|CTIA Releases Statement on Interphone Study|
Posted: 17-May-2010 [Source: CTIA]
[CTIA releases statement quoting Dr. Christopher Wid, Director of IARC as stating, "An increase of brain cancer is not established from the data from Interphone."]
Washington, DC -- The following statement may be attributed to John Walls, vice president of public affairs for CTIA-The Wireless Association®:
“The Interphone project, coordinated by the International Agency for Research on Cancer, is the largest study of cell phone use and brain tumors ever undertaken and included substantial numbers of subjects using cell phones for ten years or longer. Dr. Christopher Wild, Director of IARC, summarized the key finding of the study: ‘An increase of brain cancer is not established from the data from Interphone.’ Interphone’s conclusion of no overall increased risk of brain cancer is consistent with conclusions reached in an already large body of scientific research on this subject. This includes extensive research in laboratories, which has not identified any known biologic mechanism by which cell phones can cause brain cancer or, as the Interphone report notes, ‘[H]as found no evidence that RF fields are carcinogenic in laboratory rodents or cause DNA damage in cells in culture.’
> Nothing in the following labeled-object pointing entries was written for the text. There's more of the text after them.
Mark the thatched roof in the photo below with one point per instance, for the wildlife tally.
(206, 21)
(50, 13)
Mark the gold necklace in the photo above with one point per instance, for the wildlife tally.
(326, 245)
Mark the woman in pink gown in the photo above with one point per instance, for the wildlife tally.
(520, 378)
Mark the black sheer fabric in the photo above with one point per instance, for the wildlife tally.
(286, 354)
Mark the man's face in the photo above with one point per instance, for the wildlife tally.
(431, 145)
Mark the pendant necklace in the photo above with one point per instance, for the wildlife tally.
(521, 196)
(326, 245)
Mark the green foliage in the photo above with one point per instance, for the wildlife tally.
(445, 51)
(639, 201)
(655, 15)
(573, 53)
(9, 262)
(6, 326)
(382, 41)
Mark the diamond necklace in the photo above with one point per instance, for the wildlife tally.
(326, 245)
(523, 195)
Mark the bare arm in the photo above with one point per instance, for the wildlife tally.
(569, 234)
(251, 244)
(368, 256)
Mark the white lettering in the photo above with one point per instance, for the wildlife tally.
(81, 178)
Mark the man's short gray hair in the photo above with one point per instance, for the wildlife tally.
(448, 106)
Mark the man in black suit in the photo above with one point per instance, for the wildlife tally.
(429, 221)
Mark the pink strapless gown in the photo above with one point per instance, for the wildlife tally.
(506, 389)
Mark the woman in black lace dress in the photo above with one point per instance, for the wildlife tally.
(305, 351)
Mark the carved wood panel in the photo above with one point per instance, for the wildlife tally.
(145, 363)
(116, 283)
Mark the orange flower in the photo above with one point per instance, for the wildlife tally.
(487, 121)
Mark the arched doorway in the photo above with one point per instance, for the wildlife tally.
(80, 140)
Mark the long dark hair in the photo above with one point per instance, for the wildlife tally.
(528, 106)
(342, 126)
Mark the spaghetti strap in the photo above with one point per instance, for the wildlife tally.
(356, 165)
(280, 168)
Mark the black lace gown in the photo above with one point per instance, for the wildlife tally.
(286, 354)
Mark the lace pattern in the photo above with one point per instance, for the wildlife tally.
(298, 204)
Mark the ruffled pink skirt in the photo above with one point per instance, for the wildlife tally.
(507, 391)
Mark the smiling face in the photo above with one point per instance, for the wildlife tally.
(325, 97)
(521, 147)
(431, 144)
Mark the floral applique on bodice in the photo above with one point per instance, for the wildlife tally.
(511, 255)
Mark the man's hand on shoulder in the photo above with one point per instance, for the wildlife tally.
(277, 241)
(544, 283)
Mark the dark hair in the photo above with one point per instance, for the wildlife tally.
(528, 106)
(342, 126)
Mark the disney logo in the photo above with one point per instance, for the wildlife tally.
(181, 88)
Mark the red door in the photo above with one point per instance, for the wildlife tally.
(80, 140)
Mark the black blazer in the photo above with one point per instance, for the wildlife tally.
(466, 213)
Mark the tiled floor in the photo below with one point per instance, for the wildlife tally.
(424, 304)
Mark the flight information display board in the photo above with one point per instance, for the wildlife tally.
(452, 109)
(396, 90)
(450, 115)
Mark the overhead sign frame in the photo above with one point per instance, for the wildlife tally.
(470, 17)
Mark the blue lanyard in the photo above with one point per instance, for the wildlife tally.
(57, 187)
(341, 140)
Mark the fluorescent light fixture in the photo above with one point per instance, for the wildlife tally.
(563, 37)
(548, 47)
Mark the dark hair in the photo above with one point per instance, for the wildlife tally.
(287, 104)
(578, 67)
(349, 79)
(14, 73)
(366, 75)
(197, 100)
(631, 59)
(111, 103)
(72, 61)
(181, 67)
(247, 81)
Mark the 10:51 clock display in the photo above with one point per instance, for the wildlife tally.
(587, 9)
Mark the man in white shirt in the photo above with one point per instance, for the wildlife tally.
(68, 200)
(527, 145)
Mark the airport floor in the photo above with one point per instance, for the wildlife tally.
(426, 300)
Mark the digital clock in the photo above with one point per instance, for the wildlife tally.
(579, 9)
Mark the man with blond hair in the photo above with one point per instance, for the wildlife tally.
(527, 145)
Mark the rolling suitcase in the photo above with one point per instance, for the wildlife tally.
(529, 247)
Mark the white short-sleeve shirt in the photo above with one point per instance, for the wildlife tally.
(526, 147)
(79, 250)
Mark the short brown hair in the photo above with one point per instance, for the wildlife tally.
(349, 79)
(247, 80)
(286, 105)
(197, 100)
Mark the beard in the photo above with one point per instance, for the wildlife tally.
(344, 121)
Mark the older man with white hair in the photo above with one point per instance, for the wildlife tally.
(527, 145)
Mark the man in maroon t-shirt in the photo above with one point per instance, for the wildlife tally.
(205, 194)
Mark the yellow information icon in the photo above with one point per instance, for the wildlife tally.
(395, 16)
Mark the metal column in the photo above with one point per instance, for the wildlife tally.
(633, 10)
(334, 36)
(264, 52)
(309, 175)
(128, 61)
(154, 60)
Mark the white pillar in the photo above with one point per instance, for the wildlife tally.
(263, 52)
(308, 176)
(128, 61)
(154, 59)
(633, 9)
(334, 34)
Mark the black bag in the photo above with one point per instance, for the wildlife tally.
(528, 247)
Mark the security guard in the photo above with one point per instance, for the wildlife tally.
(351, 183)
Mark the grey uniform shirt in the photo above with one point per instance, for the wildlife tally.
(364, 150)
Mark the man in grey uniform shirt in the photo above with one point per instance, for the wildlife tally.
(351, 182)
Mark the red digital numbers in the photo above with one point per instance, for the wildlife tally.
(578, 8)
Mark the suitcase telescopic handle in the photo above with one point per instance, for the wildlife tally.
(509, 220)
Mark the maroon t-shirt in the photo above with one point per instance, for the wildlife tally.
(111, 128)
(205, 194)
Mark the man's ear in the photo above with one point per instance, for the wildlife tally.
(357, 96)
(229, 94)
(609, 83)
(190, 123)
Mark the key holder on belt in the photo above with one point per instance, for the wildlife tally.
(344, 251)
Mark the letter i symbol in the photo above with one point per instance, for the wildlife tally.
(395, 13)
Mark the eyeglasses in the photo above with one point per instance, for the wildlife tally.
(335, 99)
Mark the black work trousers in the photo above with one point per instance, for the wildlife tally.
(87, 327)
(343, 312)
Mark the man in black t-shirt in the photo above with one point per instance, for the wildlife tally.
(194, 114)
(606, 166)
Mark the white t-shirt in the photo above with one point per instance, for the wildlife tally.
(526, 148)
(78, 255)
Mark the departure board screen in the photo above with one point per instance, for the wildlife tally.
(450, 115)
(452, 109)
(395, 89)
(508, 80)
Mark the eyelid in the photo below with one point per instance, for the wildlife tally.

“In addition to the finding of no overall increased risk of brain cancer, the Interphone study authors stated that ‘There were suggestions of an increased risk of glioma at the highest exposure levels, but biases and errors prevent a causal connection.’ The authors noted, for example, that some study participants overstated their cell phone use, claiming to be on the phone for twelve or more hours a day. The authors concluded that ‘The possible effects of long-term heavy use of mobile phones require further investigation.’
“As with any study, scientific organizations will review the Interphone study in the context of the significant body of research and published literature on the safety of cell phones. CTIA and the wireless industry support continuing efforts of public health specialists and expert scientists in this area.
“All cell phones sold in the U.S. must comply with the FCC’s radiofrequency exposure standards, which are designed to include a substantial margin of safety for consumers. Numerous experts and government health and safety organizations around the world have reviewed the existing database of studies and ongoing research and concluded that RF products meeting established safety guidelines pose no known health risk.”